The cybersecurity firm Kaspersky unveiled the campaign, named Operation ForumTroll, which first hit targets in March 2025. Kaspersky attributes this attack to a specific threat group it tracks as ForumTroll APT.
Phishing Trap and Zero-Day Attack
The operation began with highly personalised phishing emails disguised as invitations to the ‘Primakov Readings’ international forum. These highly personalised messages targeted government bodies, research centres, universities, and media organisations, primarily in Russia and Belarus. The goal, according to Kaspersky’s research, was clearly espionage.
The infection started when a recipient clicked a personalised link. The malicious site ran a quick check, called a Validator, to confirm the victim was a real user before executing the attack. The main trick involved exploiting a zero-day vulnerability in Google Chrome. This specific flaw, tracked as CVE-2025-2783, was particularly clever: it took advantage of a decades-old error in Windows to trick Chrome’s security process.
By doing this, the attackers managed to bypass all of Chrome’s protective barriers (sandbox escape) and gain full control of the system. Kaspersky reported the issue, leading Google to swiftly release a patch. The extensive list of previous zero-day attacks shared by Kaspersky shows this is a continuous, difficult effort to catch such malicious attacks.

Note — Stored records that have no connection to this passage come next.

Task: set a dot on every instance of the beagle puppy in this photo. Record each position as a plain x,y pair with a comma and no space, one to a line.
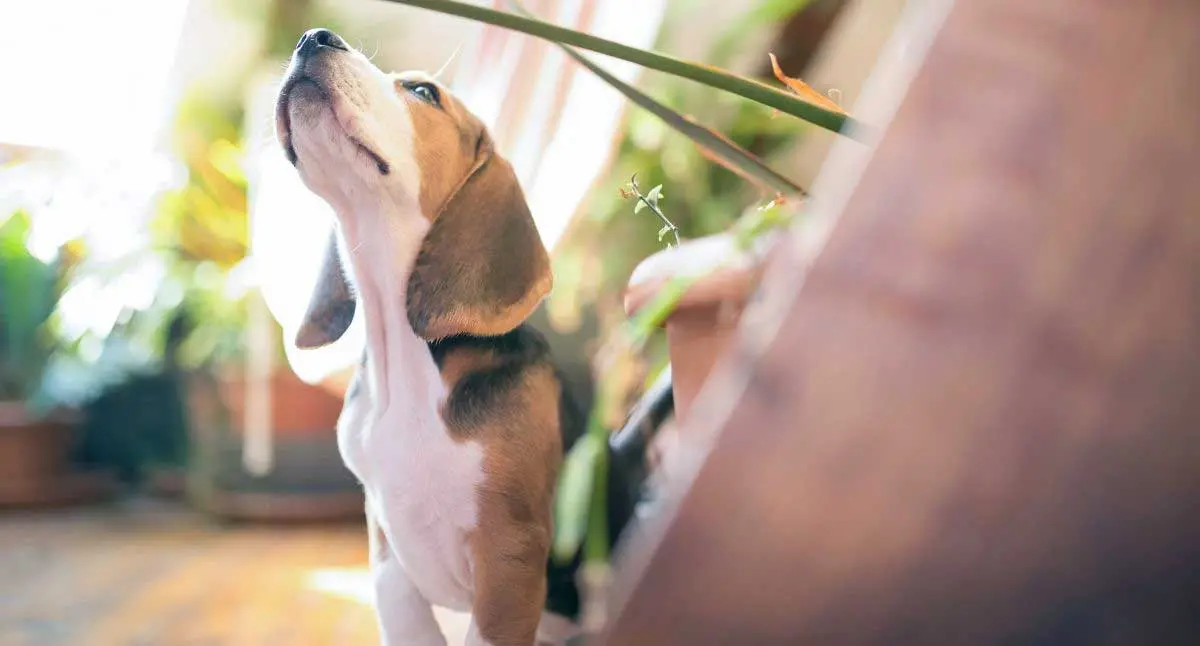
456,422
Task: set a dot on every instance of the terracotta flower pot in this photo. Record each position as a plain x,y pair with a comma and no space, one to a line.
35,461
708,312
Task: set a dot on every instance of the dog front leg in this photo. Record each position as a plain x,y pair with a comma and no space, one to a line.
510,586
406,618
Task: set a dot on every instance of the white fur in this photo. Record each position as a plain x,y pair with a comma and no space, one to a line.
420,483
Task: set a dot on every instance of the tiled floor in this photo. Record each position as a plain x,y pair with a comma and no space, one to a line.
145,573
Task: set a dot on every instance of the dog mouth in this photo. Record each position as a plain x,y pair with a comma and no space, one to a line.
283,117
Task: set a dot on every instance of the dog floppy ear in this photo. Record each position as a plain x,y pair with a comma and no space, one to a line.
481,268
331,304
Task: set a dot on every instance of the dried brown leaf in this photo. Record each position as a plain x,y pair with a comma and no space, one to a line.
804,90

Here’s the list of in-the-wild Zero-days reported by Kaspersky:
Adobe
- CVE-2014-0497
 - CVE-2014-0515
 - CVE-2014-0546
 - CVE-2016-4171
 - CVE-2017-11292
 
Microsoft
- CVE-2014-4077
 - CVE-2015-2360
 - CVE-2016-0034
 - CVE-2016-0165
 - CVE-2016-3393
 - CVE-2018-8174
 - CVE-2018-8453
 - CVE-2018-8589
 - CVE-2018-8611
 - CVE-2019-0797
 - CVE-2019-0859
 - CVE-2019-1458
 - CVE-2020-0986
 - CVE-2020-1380
 - CVE-2021-28310
 - CVE-2021-31955
 - CVE-2021-31956
 - CVE-2021-40449
 - CVE-2023-28252
 - CVE-2024-30051
 
- CVE-2019-13720
 - CVE-2024-4947
 - CVE-2025-2783
 
Apple
- CVE-2023-32434
 - CVE-2023-32435
 - CVE-2023-38606
 - CVE-2023-41990
 
New Tools, Old Habits: LeetAgent and Dante
Once compromised, attackers installed a secret component to ensure persistent access. They achieved this using a technique called Component Object Model (COM) hijacking, which involves manipulating the Windows registry. By placing a custom entry in the user’s private settings, the attackers forced legitimate Windows programs to load their malicious code, which then launched the actual spyware LeetAgent, a tool designed to steal files (like documents and spreadsheets), run system commands, and record keystrokes.

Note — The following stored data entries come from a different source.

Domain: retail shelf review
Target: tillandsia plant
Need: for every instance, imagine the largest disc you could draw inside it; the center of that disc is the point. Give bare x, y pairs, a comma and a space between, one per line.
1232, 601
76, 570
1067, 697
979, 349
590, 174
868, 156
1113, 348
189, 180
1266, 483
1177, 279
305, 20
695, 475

Kaspersky’s researchers then found a direct operational and code link between the LeetAgent attacks and a more powerful tool they identified as Dante. This connection confirms a key development in the commercial spyware market. Dante is the new surveillance platform from Memento Labs, the company created after the infamous Hacking Team was acquired and rebranded in 2019.

“We found similar code shared by the exploit, loader, and Dante. Taken together, these findings allow us to conclude that the Operation ForumTroll campaign was also carried out using the same toolset that comes with the Dante spyware,” researchers noted in the blog post.
As per Hackread.com’s earlier coverage, Hacking Team was founded in 2003 and is known for its powerful surveillance software, Da Vinci or Remote Control System (RCS) spyware. A massive 2015 data leak compromised their tools and exposed internal operations, causing their subsequent rebranding.
The discovery of Dante (whose name Kaspersky found written in the code) and its use by the ForumTroll APT group since at least 2022 confirms that the commercial surveillance market is constantly adapting. Despite the Hacking Team’s rebranding, their business of selling powerful spying tools persists.
Researchers suggest that finding and naming the developers of these advanced tools, a process called attribution, is crucial for addressing the true scope of global cyber-espionage.